First NGO statement to the Plenary – call to consider drug dependence as a humanitarian challenge

Statement by the International Federation of the Red Cross and Red Crescent Societies:

We note the stress on needs of women, men, youth and children in this thematic debate, and the understanding that drug addiction is a multi-factorial disorder. The consequences of drug use and abuse are recognised today as a humanitarian and public health challenge. It has not always been the case, and this is mainly due to civil society and NGO work.

We seek to persuade decision makers to act in the interest of all people and in respect of human rights. Today, this assembly is combining efforts to address drug dependence as a public health issue. We stand ready to support states in the fulfilment of this engagement.

Governments need to develop national health plans with the inclusion of NGOs, volunteers and effective groups to ensure that programmes are delivered to all in need. Next year will be marked as the international year of volunteers.

The response of states has been varied. We are ready to share our best practices. Civil society is locally based and has closed ties with vulnerable populations, including drug users, who are usually stigmatised. Other groups prefer to seek services of civil society rather than governments, and we are better placed to provide prevention programmes to those most at risk, with interventions tailored to local realities and culturally sensitive. One of the resolutions presented to the CND refers to a drug-free community-based coalition. In any case, States must keep a sense of humanity. These people have rights and needs, and must be provided with real alternatives. Mr. Costa’s statement from yesterday is appreciated in this sense.

Private sector actors, such as entertainment industry, are key players for media messages.

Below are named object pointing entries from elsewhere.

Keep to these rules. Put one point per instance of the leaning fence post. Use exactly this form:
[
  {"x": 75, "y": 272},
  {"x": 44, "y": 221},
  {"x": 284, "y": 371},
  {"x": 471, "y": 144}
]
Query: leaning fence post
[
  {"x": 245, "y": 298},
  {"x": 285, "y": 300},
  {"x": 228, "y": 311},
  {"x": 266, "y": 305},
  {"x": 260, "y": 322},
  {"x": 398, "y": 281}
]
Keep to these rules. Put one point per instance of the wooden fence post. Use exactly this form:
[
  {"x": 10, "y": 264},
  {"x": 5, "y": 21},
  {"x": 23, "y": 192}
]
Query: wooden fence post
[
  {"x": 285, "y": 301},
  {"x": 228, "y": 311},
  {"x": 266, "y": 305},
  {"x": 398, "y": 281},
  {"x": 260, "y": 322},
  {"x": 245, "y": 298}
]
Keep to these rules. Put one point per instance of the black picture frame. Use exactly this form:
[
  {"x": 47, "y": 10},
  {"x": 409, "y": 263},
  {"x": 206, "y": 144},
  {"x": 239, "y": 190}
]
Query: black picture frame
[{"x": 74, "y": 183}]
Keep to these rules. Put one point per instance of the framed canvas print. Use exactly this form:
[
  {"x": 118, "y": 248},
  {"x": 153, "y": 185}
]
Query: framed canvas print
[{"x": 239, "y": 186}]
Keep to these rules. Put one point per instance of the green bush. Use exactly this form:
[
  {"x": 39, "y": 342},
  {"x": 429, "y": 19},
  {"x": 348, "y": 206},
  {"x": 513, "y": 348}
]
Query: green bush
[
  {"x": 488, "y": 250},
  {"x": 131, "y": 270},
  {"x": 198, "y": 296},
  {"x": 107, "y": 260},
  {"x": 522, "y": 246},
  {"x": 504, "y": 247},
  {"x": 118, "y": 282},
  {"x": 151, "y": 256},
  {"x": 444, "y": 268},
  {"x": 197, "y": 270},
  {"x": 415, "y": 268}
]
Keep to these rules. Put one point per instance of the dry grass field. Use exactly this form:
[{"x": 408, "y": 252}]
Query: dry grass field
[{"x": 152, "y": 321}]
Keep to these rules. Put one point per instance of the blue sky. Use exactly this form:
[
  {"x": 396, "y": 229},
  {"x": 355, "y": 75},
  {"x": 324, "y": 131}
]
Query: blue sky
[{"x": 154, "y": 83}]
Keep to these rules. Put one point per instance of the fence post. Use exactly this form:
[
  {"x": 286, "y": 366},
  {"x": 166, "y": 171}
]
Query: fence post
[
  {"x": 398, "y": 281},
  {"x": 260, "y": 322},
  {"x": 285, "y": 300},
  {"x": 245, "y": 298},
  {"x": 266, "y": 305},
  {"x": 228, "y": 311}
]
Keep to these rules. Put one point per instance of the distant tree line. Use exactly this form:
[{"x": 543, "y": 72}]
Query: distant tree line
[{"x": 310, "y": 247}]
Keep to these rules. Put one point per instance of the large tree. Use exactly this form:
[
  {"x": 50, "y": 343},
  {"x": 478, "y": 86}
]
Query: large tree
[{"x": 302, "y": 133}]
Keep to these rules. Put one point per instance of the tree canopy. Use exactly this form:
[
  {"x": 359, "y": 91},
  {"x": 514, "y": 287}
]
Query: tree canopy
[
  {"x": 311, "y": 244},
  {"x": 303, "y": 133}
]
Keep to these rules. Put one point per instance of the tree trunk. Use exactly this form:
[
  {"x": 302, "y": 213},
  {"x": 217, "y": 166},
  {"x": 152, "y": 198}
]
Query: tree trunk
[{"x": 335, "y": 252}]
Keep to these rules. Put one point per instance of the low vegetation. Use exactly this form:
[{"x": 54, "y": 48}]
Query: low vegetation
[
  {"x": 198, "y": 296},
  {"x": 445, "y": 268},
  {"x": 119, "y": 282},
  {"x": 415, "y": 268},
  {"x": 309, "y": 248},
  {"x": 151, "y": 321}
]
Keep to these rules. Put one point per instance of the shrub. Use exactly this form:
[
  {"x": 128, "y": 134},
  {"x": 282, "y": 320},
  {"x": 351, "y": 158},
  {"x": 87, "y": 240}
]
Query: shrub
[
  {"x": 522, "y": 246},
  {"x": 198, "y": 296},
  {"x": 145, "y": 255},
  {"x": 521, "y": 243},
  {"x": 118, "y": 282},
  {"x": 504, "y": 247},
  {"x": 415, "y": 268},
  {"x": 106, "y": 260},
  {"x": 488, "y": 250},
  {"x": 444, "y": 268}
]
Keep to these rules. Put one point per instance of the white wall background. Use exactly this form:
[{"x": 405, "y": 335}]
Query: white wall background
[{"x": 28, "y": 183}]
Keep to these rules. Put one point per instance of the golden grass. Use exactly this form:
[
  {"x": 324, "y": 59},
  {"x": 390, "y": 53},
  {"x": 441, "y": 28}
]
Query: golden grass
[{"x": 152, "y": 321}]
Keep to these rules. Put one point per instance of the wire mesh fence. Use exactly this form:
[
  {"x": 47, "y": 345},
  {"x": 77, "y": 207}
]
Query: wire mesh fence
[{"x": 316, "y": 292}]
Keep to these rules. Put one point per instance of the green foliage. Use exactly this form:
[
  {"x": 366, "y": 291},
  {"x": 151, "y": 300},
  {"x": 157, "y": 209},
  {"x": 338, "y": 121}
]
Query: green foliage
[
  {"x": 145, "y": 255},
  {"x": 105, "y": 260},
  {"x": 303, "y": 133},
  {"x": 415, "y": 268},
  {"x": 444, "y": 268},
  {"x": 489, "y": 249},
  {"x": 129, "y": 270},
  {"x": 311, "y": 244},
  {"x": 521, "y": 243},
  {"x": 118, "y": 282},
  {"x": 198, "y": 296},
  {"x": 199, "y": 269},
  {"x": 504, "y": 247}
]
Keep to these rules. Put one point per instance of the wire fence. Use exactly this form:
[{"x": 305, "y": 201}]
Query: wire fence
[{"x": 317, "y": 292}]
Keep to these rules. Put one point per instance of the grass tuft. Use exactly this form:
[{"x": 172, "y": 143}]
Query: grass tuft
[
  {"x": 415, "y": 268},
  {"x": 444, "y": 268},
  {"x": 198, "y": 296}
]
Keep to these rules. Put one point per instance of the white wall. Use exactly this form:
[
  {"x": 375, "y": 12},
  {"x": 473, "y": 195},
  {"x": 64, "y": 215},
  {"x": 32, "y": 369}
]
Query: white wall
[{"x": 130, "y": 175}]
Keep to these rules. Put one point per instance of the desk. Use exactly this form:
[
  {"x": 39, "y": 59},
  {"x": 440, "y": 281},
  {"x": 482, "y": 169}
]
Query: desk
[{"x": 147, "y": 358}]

There should be no place for glorification of substance abuse. The youth of the Red Cross adopted a declaration to promote the right to know about substance-related harms, but called on the governments to address drug abuse as a humanitarian challenge, not as a criminal one. We urge all states to give special attention to this challenge. We seek to intensify partnerships with governments and other international and non-governmental organisations.